Until a few years ago, Indiana Farm Bureau delegates from each county discussed policy and passed resolutions talking a stand on behalf of Indiana's largest farm group at the annual meeting, typically held in early December. To allow more time for policy discussion and development separate from the convention, that meeti9ng of delegates was moved to late August or early September. When the delegates meet now in December during the annual convention, it's typically to elect officers and take care of other matters. However, policy matters ate not discussed.
Indiana Farm Bureau broke with that tradition during this year's state convention. The delegates meet for the sole purpose of discussing policy related to the Farm Bill. The idea was to make Indiana's position clear so that Don Villwock, president of Indiana Farm Bureau, could go to discussions at the national level held by the American Farm Bureau Federation and know that he had the backing of his membership.
The debate had shifted since the delegates met late last summer, Villwock says. That's why he was glad to see delegates be updated on the current situation, and take a stand on current issues.
AFBF currently intends to back keeping federal crop insurance pretty much as it is, Villwock explains. Some of the southern states, not helped nearly as much by crop insurance, and knowing direct payments will likely be eliminated, were pushing what's called a 'shallow crop insurance add- on that would help farmers recover nearly all of any loss they might have, considerably more than what's recovered through federal crop insurance programs backed by the government and sold by local, independent agents today.

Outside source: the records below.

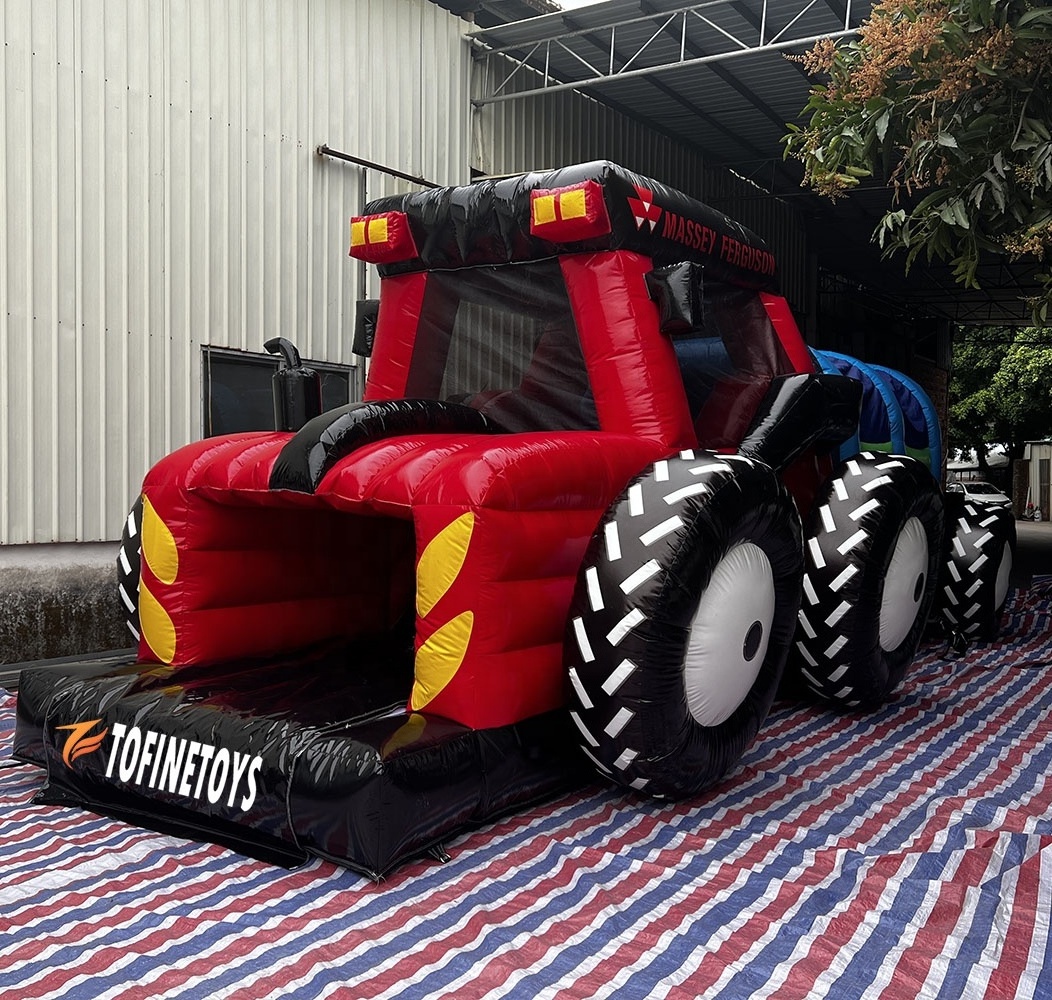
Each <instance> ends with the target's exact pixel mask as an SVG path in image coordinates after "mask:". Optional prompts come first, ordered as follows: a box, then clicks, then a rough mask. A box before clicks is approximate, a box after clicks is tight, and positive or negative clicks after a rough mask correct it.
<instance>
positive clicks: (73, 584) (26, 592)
mask: <svg viewBox="0 0 1052 1000" xmlns="http://www.w3.org/2000/svg"><path fill="white" fill-rule="evenodd" d="M1015 527H1016V533H1017V536H1018V549H1017V551H1016V557H1015V562H1014V565H1013V567H1012V576H1011V585H1012V586H1013V587H1016V588H1020V589H1025V588H1029V586H1030V581H1031V579H1032V577H1033V576H1034V575H1035V574H1037V575H1040V574H1052V522H1047V521H1046V522H1037V523H1034V522H1029V521H1019V522H1016V526H1015ZM117 549H118V543H116V542H112V543H109V542H107V543H98V544H88V545H35V546H0V675H2V677H3V678H7V679H8V680H9V675H14V673H16V671H14V670H13V669H11V668H8V669H7V670H4V669H3V668H4V666H5V665H18V664H24V662H28V661H37V660H42V659H57V658H65V657H80V656H83V655H86V654H96V653H100V652H104V651H112V650H120V649H127V648H128V647H130V646H131V642H133V640H131V635H130V633H129V632H128V631H127V629H126V628H125V626H124V623H123V618H122V615H121V610H120V607H119V605H118V597H117V567H116V559H117Z"/></svg>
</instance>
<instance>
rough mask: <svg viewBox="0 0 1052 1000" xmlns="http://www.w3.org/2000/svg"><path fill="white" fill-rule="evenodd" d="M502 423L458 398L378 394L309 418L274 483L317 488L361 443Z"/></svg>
mask: <svg viewBox="0 0 1052 1000" xmlns="http://www.w3.org/2000/svg"><path fill="white" fill-rule="evenodd" d="M502 429H503V428H501V427H499V426H498V425H497V424H494V423H493V422H492V421H491V420H489V419H488V417H487V416H485V415H483V414H482V413H480V412H479V411H478V410H474V409H472V408H471V407H469V406H464V405H463V404H460V403H445V402H442V401H439V400H380V401H376V402H372V403H350V404H348V405H347V406H340V407H337V408H336V409H332V410H327V411H326V412H324V413H322V414H320V415H319V416H316V417H315V419H313V420H311V421H309V422H307V423H306V424H305V425H304V426H303V428H302V429H301V430H300V431H299V432H298V433H297V434H296V436H295V437H292V438H291V440H290V441H289V442H288V443H287V444H286V445H285V447H284V448H282V450H281V453H280V454H279V455H278V458H277V461H276V462H275V465H274V468H272V469H271V470H270V483H269V485H270V489H272V490H295V491H297V492H299V493H313V492H315V490H316V489H317V488H318V484H319V483H321V481H322V479H323V478H324V476H325V473H326V472H328V471H329V469H331V468H332V466H335V465H336V464H337V463H338V462H339V461H340V460H341V458H345V457H346V456H347V455H349V454H350V453H351V452H352V451H355V450H356V449H358V448H361V447H362V446H363V445H367V444H371V443H372V442H376V441H382V440H384V438H385V437H398V436H401V435H403V434H448V433H464V434H491V433H499V432H500V431H501V430H502Z"/></svg>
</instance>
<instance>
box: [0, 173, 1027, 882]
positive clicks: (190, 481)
mask: <svg viewBox="0 0 1052 1000" xmlns="http://www.w3.org/2000/svg"><path fill="white" fill-rule="evenodd" d="M350 238H351V254H352V256H353V257H356V258H359V259H361V260H365V261H368V262H371V263H373V264H376V265H378V266H379V269H380V273H381V277H382V281H381V287H382V291H381V299H380V306H379V313H378V318H377V326H376V331H375V346H373V349H372V355H371V364H370V367H369V373H368V381H367V387H366V393H365V401H364V402H363V403H358V404H351V405H349V406H344V407H340V408H338V409H336V410H331V411H328V412H325V413H321V414H320V415H316V416H312V417H311V419H309V420H307V422H306V423H305V424H304V425H303V426H302V427H299V428H295V429H292V430H287V431H281V430H278V431H272V432H260V433H241V434H234V435H230V436H226V437H213V438H208V440H206V441H202V442H198V443H196V444H191V445H188V446H186V447H184V448H181V449H180V450H178V451H176V452H175V453H173V454H170V455H168V456H167V457H165V458H163V460H162V461H161V462H159V463H158V464H157V465H156V466H155V467H154V468H153V469H151V470H150V471H149V473H148V474H147V476H146V478H145V482H144V483H143V487H142V496H141V498H140V501H139V502H138V504H137V505H136V507H135V509H134V510H133V512H131V514H130V515H129V517H128V523H127V530H126V531H125V537H124V542H123V545H122V551H121V557H120V573H121V587H122V593H123V598H124V601H125V605H126V608H127V610H128V617H129V624H130V625H131V626H133V628H134V629H135V630H136V633H137V635H138V636H139V647H138V656H137V657H136V658H135V660H134V661H128V662H125V664H117V665H116V666H115V665H114V664H108V665H105V666H99V665H93V664H89V662H85V664H82V665H72V666H69V667H67V668H61V669H60V670H58V671H55V670H48V671H46V672H45V671H43V670H31V671H26V672H25V673H24V674H23V677H22V679H21V686H20V691H19V703H18V728H17V734H16V753H17V755H18V756H19V757H20V758H21V759H23V760H28V761H33V762H35V763H37V764H39V766H41V767H43V768H44V769H46V783H45V787H44V789H43V790H42V791H41V793H40V795H39V800H41V801H49V802H76V803H80V804H83V805H85V807H86V808H89V809H92V810H96V811H98V812H102V813H108V814H115V815H118V816H122V817H127V818H129V819H133V820H135V821H139V822H144V823H147V824H149V825H151V826H157V828H159V829H162V830H170V831H175V832H182V833H185V834H189V835H190V836H203V837H206V838H209V839H213V840H217V841H220V842H224V843H228V844H231V845H234V846H236V848H237V849H239V850H241V851H244V852H246V853H249V854H255V855H258V856H261V857H264V858H271V859H275V860H278V861H281V862H285V863H295V862H297V861H301V860H304V859H306V858H307V857H309V856H312V855H315V856H322V857H326V858H330V859H333V860H337V861H338V862H340V863H342V864H345V865H348V866H350V868H353V869H357V870H360V871H362V872H365V873H367V874H369V875H372V876H373V877H378V876H380V875H382V874H383V873H384V872H386V871H389V870H390V869H391V868H392V866H395V865H396V864H398V863H400V862H401V861H403V860H405V859H407V858H410V857H414V856H419V855H421V854H423V853H426V852H429V851H430V852H434V853H438V854H439V855H441V852H442V848H441V845H442V843H443V842H444V841H446V840H448V839H449V838H450V837H451V836H452V835H453V834H456V833H457V832H459V831H462V830H464V829H465V828H467V826H469V825H470V824H472V823H479V822H481V821H485V820H487V819H489V818H491V817H494V816H498V815H500V814H502V813H505V812H508V811H511V810H514V809H521V808H523V807H524V805H525V804H527V803H530V802H533V801H538V800H540V799H543V798H545V797H550V796H552V795H554V794H557V793H558V792H560V791H561V790H564V789H566V788H569V787H573V785H575V784H580V783H581V782H582V781H584V780H587V777H588V776H589V775H591V776H594V775H595V774H596V773H598V774H599V775H602V776H603V777H604V778H606V779H609V780H611V781H613V782H616V783H619V784H621V785H624V787H625V788H627V789H632V790H635V791H636V792H639V793H642V794H644V795H649V796H654V797H659V798H661V797H682V796H689V795H694V794H697V793H700V792H702V791H703V790H704V789H706V788H707V787H709V785H710V784H712V783H713V782H715V781H717V780H719V779H721V778H722V777H724V776H725V775H726V774H727V773H728V771H729V770H730V769H732V768H733V767H734V764H735V762H736V761H737V760H739V758H740V757H741V755H742V753H743V751H744V750H745V749H746V747H748V744H749V743H750V741H751V740H752V739H753V738H754V737H755V735H756V733H757V731H758V729H760V727H761V726H762V723H763V720H764V718H765V716H766V715H767V713H768V710H769V708H770V706H771V703H772V701H773V699H774V697H775V695H776V694H777V692H778V691H780V686H781V690H783V692H791V693H793V694H794V695H795V696H807V697H815V696H816V697H820V698H823V699H826V700H828V701H830V702H833V703H834V705H838V706H843V707H845V708H846V709H849V710H864V709H866V708H867V707H873V706H879V705H882V703H884V702H886V701H887V700H888V699H889V698H890V697H891V696H892V694H893V692H894V690H895V686H896V685H897V683H898V682H899V680H901V678H902V677H903V674H904V672H905V671H906V669H907V667H908V666H909V664H910V661H911V659H912V658H913V656H914V653H915V651H916V648H917V645H918V642H919V639H921V635H922V631H923V630H924V628H925V626H926V621H927V619H928V616H929V611H930V609H931V608H932V606H933V601H934V600H935V599H936V593H937V600H938V606H939V608H942V609H944V611H945V616H946V620H947V623H948V624H949V626H950V627H951V628H952V629H953V630H955V631H957V632H959V633H960V634H968V635H971V636H972V637H980V636H983V635H988V634H990V633H992V631H993V630H995V628H996V621H997V618H998V615H999V612H1000V607H1002V605H1003V604H1004V601H1005V596H1006V592H1007V581H1008V568H1009V567H1010V565H1011V550H1012V545H1013V543H1014V535H1013V533H1012V532H1013V528H1012V523H1011V519H1010V516H1009V515H1007V514H1005V513H1004V512H997V511H986V510H979V509H976V508H973V507H969V508H964V507H962V508H960V509H959V510H954V511H952V512H950V514H949V515H946V513H945V505H946V503H948V501H947V499H945V498H944V497H943V496H942V494H940V491H939V489H938V486H937V483H936V478H935V476H934V475H933V474H932V473H933V471H934V472H935V473H937V472H938V470H939V466H940V461H942V460H940V455H939V442H938V425H937V422H936V421H935V419H934V415H933V411H932V409H931V404H930V403H929V402H928V401H927V399H926V397H925V395H924V393H923V392H921V391H919V390H918V389H917V387H916V386H915V385H914V384H913V383H911V382H910V381H909V380H908V379H905V377H904V376H902V375H898V374H896V373H894V372H890V371H887V370H882V369H876V368H869V367H866V366H864V365H862V364H861V363H858V362H854V361H853V360H851V359H846V358H842V356H838V355H833V354H820V353H812V352H811V351H810V350H809V349H808V348H807V347H806V346H805V343H804V341H803V339H802V336H801V334H800V332H798V330H797V328H796V325H795V323H794V321H793V318H792V314H791V312H790V310H789V307H788V305H787V303H786V302H785V300H784V299H782V298H781V297H780V295H778V294H777V293H776V290H775V289H776V284H775V265H774V259H773V257H772V256H771V253H770V252H769V251H768V250H767V249H766V247H765V246H764V244H763V243H762V242H761V241H760V240H758V239H757V238H756V237H754V236H753V234H751V233H750V232H748V231H746V230H745V229H743V228H742V227H741V226H740V225H737V224H736V223H734V222H732V221H731V220H730V219H727V218H726V217H724V216H722V215H720V213H717V212H715V211H713V210H711V209H710V208H708V207H706V206H705V205H702V204H700V203H699V202H695V201H693V200H691V199H689V198H687V197H685V196H684V195H681V193H679V192H676V191H673V190H670V189H669V188H667V187H665V186H663V185H661V184H659V183H655V182H653V181H650V180H648V179H646V178H643V177H640V176H636V175H634V174H631V172H629V171H627V170H625V169H622V168H621V167H618V166H614V165H612V164H610V163H605V162H599V163H589V164H585V165H581V166H574V167H568V168H566V169H561V170H555V171H552V172H548V174H530V175H526V176H523V177H517V178H512V179H509V180H502V181H486V182H481V183H478V184H473V185H470V186H465V187H454V188H446V189H433V190H428V191H424V192H421V193H414V195H408V196H400V197H397V198H389V199H385V200H382V201H378V202H373V203H372V204H370V205H368V206H367V208H366V213H365V215H364V216H362V217H360V218H356V219H353V220H352V221H351V226H350ZM140 551H141V562H140Z"/></svg>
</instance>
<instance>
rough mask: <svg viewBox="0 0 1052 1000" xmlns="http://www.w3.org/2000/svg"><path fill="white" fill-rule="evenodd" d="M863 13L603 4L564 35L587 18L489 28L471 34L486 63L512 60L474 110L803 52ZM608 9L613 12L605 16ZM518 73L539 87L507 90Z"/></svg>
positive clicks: (560, 19) (539, 20)
mask: <svg viewBox="0 0 1052 1000" xmlns="http://www.w3.org/2000/svg"><path fill="white" fill-rule="evenodd" d="M749 6H750V7H752V8H754V7H755V4H750V5H749ZM837 6H839V5H837ZM868 7H869V4H855V5H854V9H852V4H851V2H850V0H848V2H847V3H846V4H844V5H843V14H842V15H839V16H838V13H837V12H836V11H835V9H834V8H833V4H828V3H827V2H825V0H797V2H795V3H787V2H786V0H762V2H761V4H760V11H758V16H757V12H755V11H754V9H751V11H746V9H745V7H744V5H743V4H742V2H741V0H707V2H705V3H692V4H689V5H687V6H681V7H676V8H674V9H669V11H663V9H654V11H651V12H650V13H644V14H642V15H638V16H634V17H627V16H621V17H615V16H614V15H615V13H616V9H618V8H620V9H624V11H626V13H627V8H626V5H625V4H604V5H603V7H602V8H600V14H599V16H598V18H596V19H595V20H594V21H590V22H589V23H588V24H587V26H582V27H578V28H575V29H573V30H569V32H567V30H566V27H567V23H582V22H584V20H585V19H584V18H583V17H582V15H584V14H585V11H578V12H574V15H575V17H574V18H573V21H570V19H569V18H568V17H567V16H566V15H565V14H562V15H551V16H547V17H540V18H532V19H530V20H528V21H520V22H517V23H514V24H509V25H502V26H500V27H499V28H487V29H483V30H479V32H474V33H472V37H473V39H474V40H476V42H477V43H480V44H481V45H482V46H484V52H485V55H486V56H487V57H488V56H503V57H505V58H507V59H509V60H510V62H511V68H510V72H509V73H507V75H506V76H505V77H504V79H503V80H501V82H500V83H499V84H498V85H497V86H495V87H494V88H493V90H492V91H491V93H490V94H487V95H484V96H482V97H481V98H478V99H477V100H476V102H474V103H476V104H478V105H483V104H492V103H497V102H500V101H510V100H517V99H519V98H525V97H531V96H535V95H540V94H550V93H554V91H559V90H568V89H583V88H587V87H591V86H596V85H600V84H604V83H611V82H614V81H618V80H629V79H633V78H638V77H651V76H654V75H656V74H661V73H664V72H667V70H670V69H682V68H686V67H690V66H701V65H707V64H711V63H721V62H727V61H729V60H732V59H737V58H741V57H743V56H755V55H762V54H767V53H781V52H785V50H790V49H803V48H808V47H809V46H811V45H813V44H814V43H815V42H817V41H820V40H821V39H824V38H831V39H836V38H845V37H849V36H852V35H854V34H856V33H857V29H858V26H859V24H861V22H862V19H863V16H864V14H865V13H866V12H867V11H868ZM607 8H614V9H611V11H609V13H607ZM586 9H587V8H586ZM634 9H636V11H638V9H640V8H639V7H634ZM750 15H751V16H750ZM593 17H595V16H594V15H593ZM600 56H602V58H600ZM523 66H530V67H531V68H533V69H535V70H538V72H539V73H540V74H541V78H542V82H541V84H540V85H538V86H534V87H530V88H528V89H515V90H513V91H507V90H505V88H506V87H507V85H508V83H509V82H510V81H511V80H512V79H513V78H514V77H515V76H517V74H518V73H519V70H520V69H522V68H523Z"/></svg>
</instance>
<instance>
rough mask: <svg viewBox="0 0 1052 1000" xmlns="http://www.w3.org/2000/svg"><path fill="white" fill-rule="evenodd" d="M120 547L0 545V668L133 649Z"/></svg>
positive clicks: (111, 543)
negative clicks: (122, 567) (128, 627)
mask: <svg viewBox="0 0 1052 1000" xmlns="http://www.w3.org/2000/svg"><path fill="white" fill-rule="evenodd" d="M117 549H118V543H116V542H113V543H109V542H104V543H97V544H84V545H11V546H0V665H2V664H18V662H25V661H29V660H39V659H52V658H55V657H62V656H73V655H75V654H79V653H95V652H98V651H100V650H112V649H121V648H125V647H128V646H130V645H131V635H130V633H129V632H128V631H127V629H126V627H125V626H124V621H123V618H122V616H121V611H120V607H119V605H118V603H117V601H118V597H117Z"/></svg>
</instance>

Indiana went on record standing with AFBF, and not backing the shallow add-on proposal coming from certain wings of AFBF. Villwock says it will be important for AFBF to work out this issue and go to Washing ton with a untie front as the Farm Bill debate unfolds.With only a small minority in farming, it cuts deeply when Congressmen and Senators hear opposing views form different groups, all supposedly representing agriculture, Villwock notes. It dilutes the message of what is already a minority. He hopes that can be avoided, and instead, agriculture can speak and support one message, with hopes of having a positive impact on the farm bill debate from the farmer's point of view.